Ramirez is president of the Fort Worth Police Officers Association, an elected position in which he serves more than 1,700 civil service employees. He has extensive law enforcement experience, including service as a Fort Worth officer, detective and sergeant, along with assignments to the United States Department of Homeland Security National Gang Unit.
“I’m born and raised in Tarrant County Precinct 4 in the northwest, and you can’t drive a mile without recognizing that our infrastructure is 10 years behind where we need to be,” he said. Ramirez calls Precinct 4 the “final frontier.”
“Everything is built out to our east. Everything’s getting that way to our south. And it’s spreading northwest, and I fear that we’re not prepared for it, and we haven’t been. And a lot of that just goes back to the fact that we’ve not strategically planned in that area or in the entire county for the last five years. There is no plan,” he said.

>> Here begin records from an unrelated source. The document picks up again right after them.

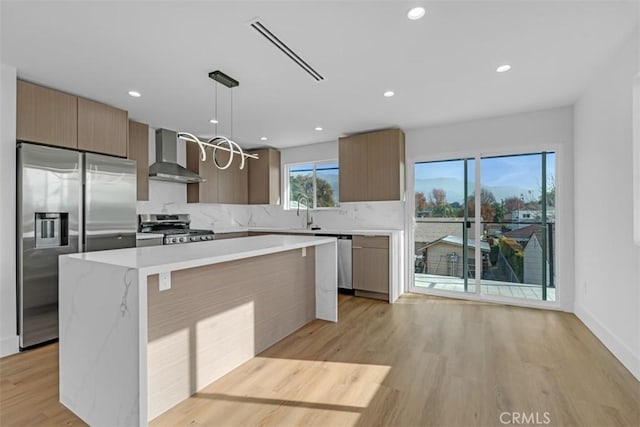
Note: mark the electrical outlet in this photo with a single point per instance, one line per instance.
(164, 281)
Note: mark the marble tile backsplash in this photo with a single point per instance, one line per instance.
(166, 197)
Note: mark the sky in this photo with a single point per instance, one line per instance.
(512, 174)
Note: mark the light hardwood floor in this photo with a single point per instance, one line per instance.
(422, 361)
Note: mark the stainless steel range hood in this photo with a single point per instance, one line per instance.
(166, 167)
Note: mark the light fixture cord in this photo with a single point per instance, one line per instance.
(215, 109)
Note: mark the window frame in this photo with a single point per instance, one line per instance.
(287, 189)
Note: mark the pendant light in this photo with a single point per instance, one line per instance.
(219, 142)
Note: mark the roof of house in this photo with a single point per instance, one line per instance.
(456, 240)
(525, 233)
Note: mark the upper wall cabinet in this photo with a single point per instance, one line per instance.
(264, 177)
(372, 166)
(228, 186)
(233, 186)
(102, 128)
(138, 150)
(46, 116)
(204, 192)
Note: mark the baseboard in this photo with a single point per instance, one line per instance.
(619, 349)
(9, 346)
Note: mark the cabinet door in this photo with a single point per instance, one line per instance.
(233, 181)
(371, 263)
(353, 168)
(264, 177)
(138, 150)
(371, 269)
(383, 168)
(45, 115)
(204, 192)
(102, 128)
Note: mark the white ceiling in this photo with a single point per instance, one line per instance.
(442, 68)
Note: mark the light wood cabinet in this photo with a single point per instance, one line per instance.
(102, 128)
(204, 192)
(222, 185)
(372, 166)
(353, 168)
(264, 177)
(233, 185)
(370, 264)
(46, 116)
(138, 150)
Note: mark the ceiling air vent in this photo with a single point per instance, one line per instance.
(267, 34)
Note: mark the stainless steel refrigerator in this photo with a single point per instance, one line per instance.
(68, 202)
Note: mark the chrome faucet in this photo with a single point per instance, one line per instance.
(307, 201)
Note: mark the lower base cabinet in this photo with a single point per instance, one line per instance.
(371, 266)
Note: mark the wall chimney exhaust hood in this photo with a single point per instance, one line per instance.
(166, 167)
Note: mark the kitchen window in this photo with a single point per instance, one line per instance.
(318, 182)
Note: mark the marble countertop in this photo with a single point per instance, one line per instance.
(166, 258)
(144, 236)
(266, 229)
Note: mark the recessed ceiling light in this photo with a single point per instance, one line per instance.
(416, 13)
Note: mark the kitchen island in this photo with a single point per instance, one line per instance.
(142, 329)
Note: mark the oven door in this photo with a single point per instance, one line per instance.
(150, 240)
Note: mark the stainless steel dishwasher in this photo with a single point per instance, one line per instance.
(344, 260)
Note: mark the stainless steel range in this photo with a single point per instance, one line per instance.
(175, 228)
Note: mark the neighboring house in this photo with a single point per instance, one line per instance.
(529, 215)
(525, 215)
(530, 238)
(444, 256)
(427, 231)
(533, 262)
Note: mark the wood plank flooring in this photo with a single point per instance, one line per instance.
(420, 362)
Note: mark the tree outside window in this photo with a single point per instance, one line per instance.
(317, 181)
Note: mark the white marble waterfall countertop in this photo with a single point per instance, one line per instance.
(160, 259)
(321, 231)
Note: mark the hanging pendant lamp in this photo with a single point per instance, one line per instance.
(219, 142)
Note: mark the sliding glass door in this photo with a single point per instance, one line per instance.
(486, 226)
(444, 257)
(518, 224)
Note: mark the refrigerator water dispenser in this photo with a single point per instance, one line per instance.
(51, 229)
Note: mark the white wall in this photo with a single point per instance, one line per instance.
(607, 263)
(550, 130)
(8, 336)
(169, 197)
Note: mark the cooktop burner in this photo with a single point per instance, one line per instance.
(174, 227)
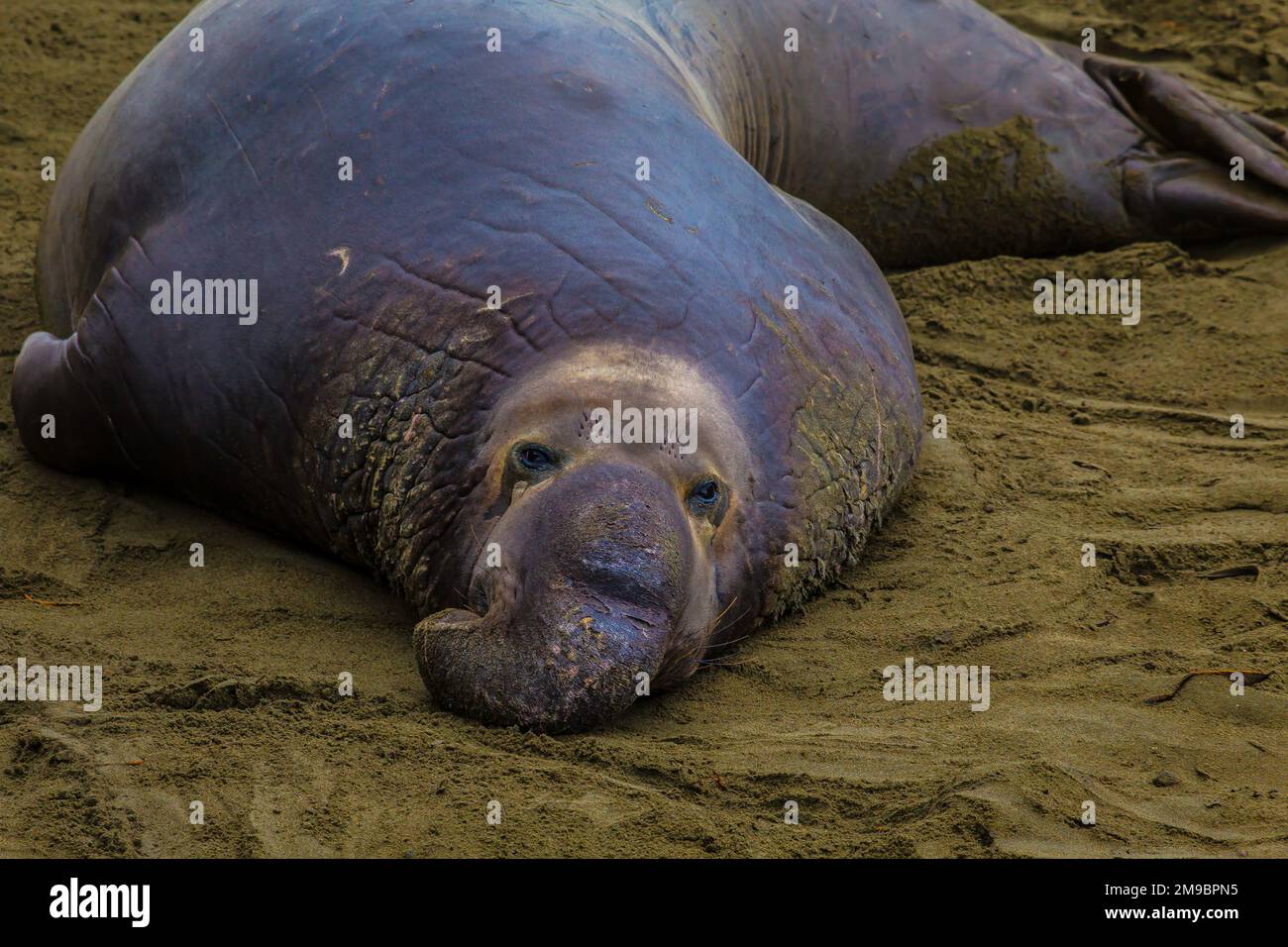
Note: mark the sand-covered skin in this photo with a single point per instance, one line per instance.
(220, 682)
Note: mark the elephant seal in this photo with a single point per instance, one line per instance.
(436, 286)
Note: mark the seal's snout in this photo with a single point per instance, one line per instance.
(580, 609)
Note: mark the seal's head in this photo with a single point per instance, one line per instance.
(608, 548)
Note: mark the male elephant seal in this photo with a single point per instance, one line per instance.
(562, 213)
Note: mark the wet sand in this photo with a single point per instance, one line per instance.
(1061, 431)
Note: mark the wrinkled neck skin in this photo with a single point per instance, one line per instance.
(614, 561)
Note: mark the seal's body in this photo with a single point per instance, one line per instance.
(558, 214)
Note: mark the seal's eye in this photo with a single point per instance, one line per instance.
(704, 496)
(535, 458)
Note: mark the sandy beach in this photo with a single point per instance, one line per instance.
(220, 682)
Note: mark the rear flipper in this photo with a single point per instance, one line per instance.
(58, 419)
(1168, 183)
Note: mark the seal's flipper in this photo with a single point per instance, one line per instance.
(1168, 182)
(58, 419)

On his website, Ramirez also cites issues such as public safety, border security, fiscal policy and public health.
Ramirez says county commissioners are in a unique position in local government.
“You don’t just serve as an elected representative. You serve as an elected executive. You truly are responsible day to day for the responsible management of your entire precinct,” he said. “And more than that, you’re part of the entire county. I think that it takes somebody who has executive experience, somebody who is educated, and somebody who’s actually been proven in times of turmoil to really do a great job in that position. I’m proud to have relationships with everybody who you need relationships with to make an effective collaborative government work.”
Ramirez has received endorsements from Lt. Gov. Dan Patrick, Fort Worth Mayor Mattie Parker, Texas Land Commissioner George P. Bush and others.
Ramirez reported political contributions of $117,374.88 for the final six months of 2021.
Joe D. “Jody” Johnson
The Fort Worth Report reached out to Johnson several times, but he did not respond.
From his bio on his campaign website, Johnson, a two-term Republican constable for Tarrant County Precinct 4, says he began his 36-year career in public service in March of 1986 as a patrol officer for the Fort Worth Police Department. He was selected for the Fort Worth SWAT Unit, where he spent 15 of his 30-year career. He retired in 2016 as a member of the Fort Worth Police Mounted Patrol.
The website says public safety is Johnson’s top concern and also cites infrastructure, property taxes and immigration as top issues.
Johnson has received endorsements from his father, Tarrant County Judge Glen Whitley, state Rep. Charlie Geren, R-Fort Worth, and Tarrant County District Clerk Tom Wilder.
In the final six months of 2021, Johnson reported political contributions of $44,498.98.
Cedric C. Kanyinda
The Fort Worth Report reached out to Kanyinda several times, but he did not respond.
On his website, Kanyinda cites health care, infrastructure, housing, taxes and housing as key issues in the campaign.
Kanyinda, an IT professional, also ran for mayor of Fort Worth in 2021.
He reported no political contributions as of the end of 2021, but did report a loan of $5,000 to the campaign.